A Fallback solution for awkward cases

The sharp-eyed amongst you will have immediately spotted the flaw in my cunning plan: this will only work if the events that you are interested in have been declared using EventHandler<T>. This ought to be the case in a lot of code written since .Net 2.0, when the generic EventHandler was introduced. But what if you have events using custom delegates - PropertyChangedEventHandler for example, like the modified version of EventRaiser below?
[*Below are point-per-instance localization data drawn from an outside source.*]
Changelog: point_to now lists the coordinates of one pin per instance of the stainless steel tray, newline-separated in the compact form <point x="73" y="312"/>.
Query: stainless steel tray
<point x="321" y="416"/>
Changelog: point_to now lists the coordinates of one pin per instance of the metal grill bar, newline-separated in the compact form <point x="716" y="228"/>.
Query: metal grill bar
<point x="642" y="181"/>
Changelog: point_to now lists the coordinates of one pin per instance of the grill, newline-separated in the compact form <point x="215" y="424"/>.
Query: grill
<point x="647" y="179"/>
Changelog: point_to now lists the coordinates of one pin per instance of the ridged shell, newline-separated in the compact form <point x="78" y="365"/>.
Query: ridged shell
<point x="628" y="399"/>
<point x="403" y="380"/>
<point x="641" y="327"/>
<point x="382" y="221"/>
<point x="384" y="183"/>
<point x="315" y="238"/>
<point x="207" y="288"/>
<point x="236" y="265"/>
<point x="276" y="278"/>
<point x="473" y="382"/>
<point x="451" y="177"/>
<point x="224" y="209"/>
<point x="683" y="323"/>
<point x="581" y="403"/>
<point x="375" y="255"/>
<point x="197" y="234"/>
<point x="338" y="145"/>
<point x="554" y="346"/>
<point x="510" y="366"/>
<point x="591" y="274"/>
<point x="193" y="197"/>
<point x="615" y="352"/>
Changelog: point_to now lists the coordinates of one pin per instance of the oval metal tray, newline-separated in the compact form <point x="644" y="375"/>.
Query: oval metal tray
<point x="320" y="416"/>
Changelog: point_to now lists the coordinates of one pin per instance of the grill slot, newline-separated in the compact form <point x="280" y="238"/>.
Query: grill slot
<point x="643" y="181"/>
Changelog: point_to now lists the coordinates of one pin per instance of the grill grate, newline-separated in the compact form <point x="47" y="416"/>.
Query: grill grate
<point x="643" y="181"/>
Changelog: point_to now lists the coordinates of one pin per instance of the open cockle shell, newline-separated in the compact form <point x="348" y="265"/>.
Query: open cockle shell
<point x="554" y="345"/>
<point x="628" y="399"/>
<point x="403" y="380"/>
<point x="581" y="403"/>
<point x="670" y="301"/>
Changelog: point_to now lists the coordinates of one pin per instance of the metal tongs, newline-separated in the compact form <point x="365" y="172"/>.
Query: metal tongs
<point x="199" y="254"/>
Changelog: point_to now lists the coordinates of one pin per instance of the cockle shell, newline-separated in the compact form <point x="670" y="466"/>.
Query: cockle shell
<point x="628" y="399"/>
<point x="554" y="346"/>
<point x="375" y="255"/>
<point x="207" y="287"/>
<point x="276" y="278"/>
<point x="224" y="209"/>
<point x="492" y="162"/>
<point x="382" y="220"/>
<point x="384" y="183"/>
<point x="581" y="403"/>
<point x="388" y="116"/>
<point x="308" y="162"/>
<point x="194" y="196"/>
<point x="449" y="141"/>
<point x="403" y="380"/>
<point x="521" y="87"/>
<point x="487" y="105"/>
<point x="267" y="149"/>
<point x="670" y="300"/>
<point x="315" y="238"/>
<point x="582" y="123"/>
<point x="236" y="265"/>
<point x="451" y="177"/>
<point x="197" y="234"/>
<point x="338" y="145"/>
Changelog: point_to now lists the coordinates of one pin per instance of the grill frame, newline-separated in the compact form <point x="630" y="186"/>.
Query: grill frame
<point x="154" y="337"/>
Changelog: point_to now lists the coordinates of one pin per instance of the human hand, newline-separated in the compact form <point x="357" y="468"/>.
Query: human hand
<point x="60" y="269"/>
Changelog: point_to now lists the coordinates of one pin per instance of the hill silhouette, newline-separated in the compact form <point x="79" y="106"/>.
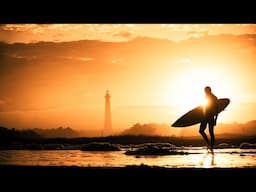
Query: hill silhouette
<point x="242" y="129"/>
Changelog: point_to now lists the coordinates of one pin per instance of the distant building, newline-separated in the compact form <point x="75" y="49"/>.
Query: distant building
<point x="107" y="121"/>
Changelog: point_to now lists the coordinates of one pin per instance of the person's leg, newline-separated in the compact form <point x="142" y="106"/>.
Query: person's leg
<point x="211" y="131"/>
<point x="201" y="131"/>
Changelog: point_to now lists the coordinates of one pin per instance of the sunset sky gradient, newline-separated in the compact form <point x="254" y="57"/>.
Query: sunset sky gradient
<point x="55" y="75"/>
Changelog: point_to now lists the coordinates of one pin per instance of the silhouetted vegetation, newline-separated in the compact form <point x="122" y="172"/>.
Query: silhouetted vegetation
<point x="57" y="132"/>
<point x="29" y="139"/>
<point x="99" y="146"/>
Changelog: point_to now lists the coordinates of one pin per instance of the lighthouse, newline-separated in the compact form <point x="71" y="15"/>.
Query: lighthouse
<point x="107" y="120"/>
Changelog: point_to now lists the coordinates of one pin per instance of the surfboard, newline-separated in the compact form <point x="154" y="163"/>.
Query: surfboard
<point x="196" y="115"/>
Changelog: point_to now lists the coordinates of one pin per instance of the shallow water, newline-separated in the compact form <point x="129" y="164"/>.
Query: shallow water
<point x="197" y="157"/>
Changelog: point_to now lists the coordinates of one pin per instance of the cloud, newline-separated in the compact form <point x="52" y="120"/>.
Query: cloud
<point x="117" y="60"/>
<point x="197" y="34"/>
<point x="184" y="61"/>
<point x="79" y="58"/>
<point x="2" y="102"/>
<point x="39" y="28"/>
<point x="124" y="34"/>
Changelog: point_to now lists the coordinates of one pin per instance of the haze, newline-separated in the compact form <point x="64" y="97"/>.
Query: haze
<point x="56" y="75"/>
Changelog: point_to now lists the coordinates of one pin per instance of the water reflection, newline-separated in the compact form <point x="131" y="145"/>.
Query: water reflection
<point x="195" y="158"/>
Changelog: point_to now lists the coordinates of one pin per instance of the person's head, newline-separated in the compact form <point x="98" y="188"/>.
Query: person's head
<point x="207" y="90"/>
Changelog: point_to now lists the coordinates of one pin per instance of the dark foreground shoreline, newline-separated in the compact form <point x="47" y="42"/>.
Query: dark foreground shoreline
<point x="130" y="175"/>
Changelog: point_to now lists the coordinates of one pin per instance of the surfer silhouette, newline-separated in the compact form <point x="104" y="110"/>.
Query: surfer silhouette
<point x="210" y="117"/>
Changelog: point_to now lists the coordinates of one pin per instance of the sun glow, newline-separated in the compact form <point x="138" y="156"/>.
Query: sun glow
<point x="188" y="87"/>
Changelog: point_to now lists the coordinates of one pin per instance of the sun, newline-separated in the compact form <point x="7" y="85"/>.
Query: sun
<point x="187" y="87"/>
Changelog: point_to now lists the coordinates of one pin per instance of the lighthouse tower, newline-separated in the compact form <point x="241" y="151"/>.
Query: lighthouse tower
<point x="107" y="124"/>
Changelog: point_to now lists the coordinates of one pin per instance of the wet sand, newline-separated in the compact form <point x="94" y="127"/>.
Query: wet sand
<point x="130" y="175"/>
You could special-case the technique for each type of event you want to handle, creating an overload for each type of EventHandler. Perhaps a nicer solution is to use the adapter pattern:

// ...
var eventAsserter = new EventAsserter<PropertyChangedEventArgs>(
                handler => new PropertyChangedEventAdapter(eventRaiser).PropertyChanged += handler);
// ...

public class PropertyChangedEventAdapter
{
        public event EventHandler<PropertyChangedEventArgs> PropertyChanged;

        public PropertyChangedEventAdapter(INotifyPropertyChanged source)
        {
            source.PropertyChanged += HandleEvent;
        }

        private void HandleEvent(object sender, PropertyChangedEventArgs e)
        {
            var handler = PropertyChanged;
            if (handler != null)
            {
                handler(sender, e);
            }
        }
}

Or, you could consider this solution below: it's less elegant, and encapsulation takes a bit of a beating, but workable as far as I can see.

using System;
using System.Diagnostics;
using System.ComponentModel;

namespace EventMonitor2
{
    class Program
    {
        static void Main(string[] args)
        {
            var eventRaiser = new EventRaiser();
            var eventAsserter = new EventAsserter<PropertyChangedEventArgs>(
                asserter => eventRaiser.PropertyChanged += asserter.HandleEvent);

            eventRaiser.RaiseEvent();

            eventAsserter.AssertEventOccurred();
        }

        class EventRaiser : INotifyPropertyChanged
        {
            public event PropertyChangedEventHandler PropertyChanged;

            public void RaiseEvent()
            {
                PropertyChanged(this, new PropertyChangedEventArgs(""));
            }
        }

        class EventAsserter<TEventArgs> where TEventArgs : EventArgs
        {
            bool _eventOccurred;

            public EventAsserter(Action<EventAsserter<TEventArgs>> attacher)
            {
                attacher(this);
            }

            public void HandleEvent(object sender, TEventArgs e)
            {
                _eventOccurred = true;
            }

            public void AssertEventOccurred()
            {
                Trace.Assert(_eventOccurred, "Event did not occurr");
            }
        }
    }
}

In this case the EventAsserter has to make its handler public. Then in its constructor it passes itself to the attacher delegate. The calling code then needs to know that it has to hook the HandleEvent method to the event that it is interested in. Not pretty, I know; but pragmatic at least. It just goes to show the benefit of using EventHandler<T> over defining your own custom delegates.

What do you think? Can you see yourself making use of this? Any refinements that you can suggest?

Footnotes

1. If you try assigning a delegate to an event within a lambda expression that is converted to an Expression tree you get the error "An expression tree may not contain an assignment operator".